Debt capital markets are also contributing significantly to the growth of the investment banking market. In a low-interest-rate environment, corporations and governments are leveraging debt financing to fund large-scale projects and manage their capital structures. Investment banks assist in structuring, underwriting, and distributing debt instruments such as bonds and syndicated loans. As organizations continue to seek cost-effective financing options, the demand for investment banking services in the debt capital markets is expected to remain strong.
Regionally, North America remains a dominant player in the investment banking market, supported by its robust financial infrastructure, large corporate base, and high M&A activity. Europe follows closely, with significant contributions from the UK, Germany, and France. The Asia Pacific region is emerging as a lucrative market, driven by rapid economic growth, increasing cross-border transactions, and a growing number of high-net-worth individuals. Latin America and the Middle East & Africa are also witnessing gradual growth, supported by economic reforms and increasing investments in infrastructural development.
Mergers & Acquisitions (M&A) represent a substantial segment within the investment banking market. This segment has been buoyed by the increasing complexity and volume of corporate consolidation activities. Investment banks provide critical advisory services, including valuation analysis, negotiation assistance, and regulatory compliance, ensuring smooth transaction execution. The globalization of businesses and the quest for competitive advantage have made M&A an indispensable tool for corporate growth, thus propelling the demand for investment banking services in this domain.

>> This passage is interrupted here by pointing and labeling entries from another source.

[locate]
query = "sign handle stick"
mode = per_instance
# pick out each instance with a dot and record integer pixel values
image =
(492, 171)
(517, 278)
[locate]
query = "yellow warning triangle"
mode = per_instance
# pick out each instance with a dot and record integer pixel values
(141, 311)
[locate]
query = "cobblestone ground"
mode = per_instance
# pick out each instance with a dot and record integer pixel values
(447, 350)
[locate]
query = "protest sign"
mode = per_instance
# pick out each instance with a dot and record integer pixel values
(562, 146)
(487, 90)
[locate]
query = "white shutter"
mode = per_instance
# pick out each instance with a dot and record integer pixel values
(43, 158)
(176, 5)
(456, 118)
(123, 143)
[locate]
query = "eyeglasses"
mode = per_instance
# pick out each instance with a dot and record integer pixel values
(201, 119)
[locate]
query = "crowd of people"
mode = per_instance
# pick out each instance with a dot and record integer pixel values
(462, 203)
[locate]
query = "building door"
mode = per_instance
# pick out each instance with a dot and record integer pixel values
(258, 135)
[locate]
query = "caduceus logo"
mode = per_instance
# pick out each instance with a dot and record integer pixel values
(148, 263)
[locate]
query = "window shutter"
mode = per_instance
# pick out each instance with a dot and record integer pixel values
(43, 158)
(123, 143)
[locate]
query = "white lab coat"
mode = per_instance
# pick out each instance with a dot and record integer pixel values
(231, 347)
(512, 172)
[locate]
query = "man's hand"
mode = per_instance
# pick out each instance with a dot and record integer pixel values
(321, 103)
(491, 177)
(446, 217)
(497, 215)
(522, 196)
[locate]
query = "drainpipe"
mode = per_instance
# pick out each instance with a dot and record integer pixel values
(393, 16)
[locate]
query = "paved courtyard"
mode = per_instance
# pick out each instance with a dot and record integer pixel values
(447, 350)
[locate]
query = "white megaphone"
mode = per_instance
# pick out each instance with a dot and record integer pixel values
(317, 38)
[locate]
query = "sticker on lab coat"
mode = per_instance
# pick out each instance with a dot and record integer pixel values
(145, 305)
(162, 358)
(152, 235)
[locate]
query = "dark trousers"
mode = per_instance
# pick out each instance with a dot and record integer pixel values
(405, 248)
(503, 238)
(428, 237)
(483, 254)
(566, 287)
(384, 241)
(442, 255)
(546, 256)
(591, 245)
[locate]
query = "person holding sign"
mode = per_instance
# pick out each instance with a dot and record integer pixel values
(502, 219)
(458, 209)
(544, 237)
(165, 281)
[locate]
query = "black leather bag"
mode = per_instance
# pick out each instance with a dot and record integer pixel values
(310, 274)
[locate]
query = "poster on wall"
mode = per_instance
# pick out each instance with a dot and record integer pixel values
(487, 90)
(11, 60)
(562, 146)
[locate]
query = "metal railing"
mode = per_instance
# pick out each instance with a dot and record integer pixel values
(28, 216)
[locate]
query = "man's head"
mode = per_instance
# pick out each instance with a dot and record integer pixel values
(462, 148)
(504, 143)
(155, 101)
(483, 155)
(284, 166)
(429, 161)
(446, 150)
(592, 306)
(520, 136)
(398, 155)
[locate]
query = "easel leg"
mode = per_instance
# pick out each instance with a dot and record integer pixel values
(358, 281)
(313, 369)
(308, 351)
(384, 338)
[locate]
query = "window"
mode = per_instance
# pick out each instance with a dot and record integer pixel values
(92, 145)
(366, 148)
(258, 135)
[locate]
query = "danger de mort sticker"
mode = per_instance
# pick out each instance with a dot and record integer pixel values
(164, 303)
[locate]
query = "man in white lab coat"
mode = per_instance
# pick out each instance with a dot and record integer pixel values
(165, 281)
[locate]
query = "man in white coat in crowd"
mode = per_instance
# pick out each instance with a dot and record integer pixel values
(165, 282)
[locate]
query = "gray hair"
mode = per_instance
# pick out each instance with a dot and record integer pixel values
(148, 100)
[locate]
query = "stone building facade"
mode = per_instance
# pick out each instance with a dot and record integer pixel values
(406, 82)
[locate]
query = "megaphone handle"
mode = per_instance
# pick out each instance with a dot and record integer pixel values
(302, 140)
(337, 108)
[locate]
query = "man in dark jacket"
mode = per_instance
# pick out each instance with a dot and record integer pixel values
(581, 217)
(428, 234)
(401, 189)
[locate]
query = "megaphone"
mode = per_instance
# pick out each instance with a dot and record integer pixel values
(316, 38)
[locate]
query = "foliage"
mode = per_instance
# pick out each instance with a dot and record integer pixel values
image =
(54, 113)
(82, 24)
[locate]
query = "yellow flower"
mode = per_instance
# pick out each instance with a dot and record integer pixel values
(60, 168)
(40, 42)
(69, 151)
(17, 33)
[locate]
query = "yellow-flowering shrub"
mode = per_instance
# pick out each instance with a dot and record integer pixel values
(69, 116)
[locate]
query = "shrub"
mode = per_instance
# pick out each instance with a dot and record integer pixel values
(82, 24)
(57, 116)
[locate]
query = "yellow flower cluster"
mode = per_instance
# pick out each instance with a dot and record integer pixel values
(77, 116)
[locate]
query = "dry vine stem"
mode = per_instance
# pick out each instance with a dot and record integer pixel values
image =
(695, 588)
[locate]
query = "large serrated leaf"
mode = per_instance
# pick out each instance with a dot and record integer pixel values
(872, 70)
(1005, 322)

The Equity Capital Markets (ECM) segment is another vital area of the investment banking market. It encompasses services related to public and private equity offerings, including IPOs, FPOs, and private placements. Investment banks facilitate these transactions by underwriting securities and managing the issuance process, ensuring that companies can effectively raise capital. The recent surge in technology and biotech IPOs highlights the growing significance of ECM services, as companies in these sectors seek to capitalize on favorable market conditions and investor appetite.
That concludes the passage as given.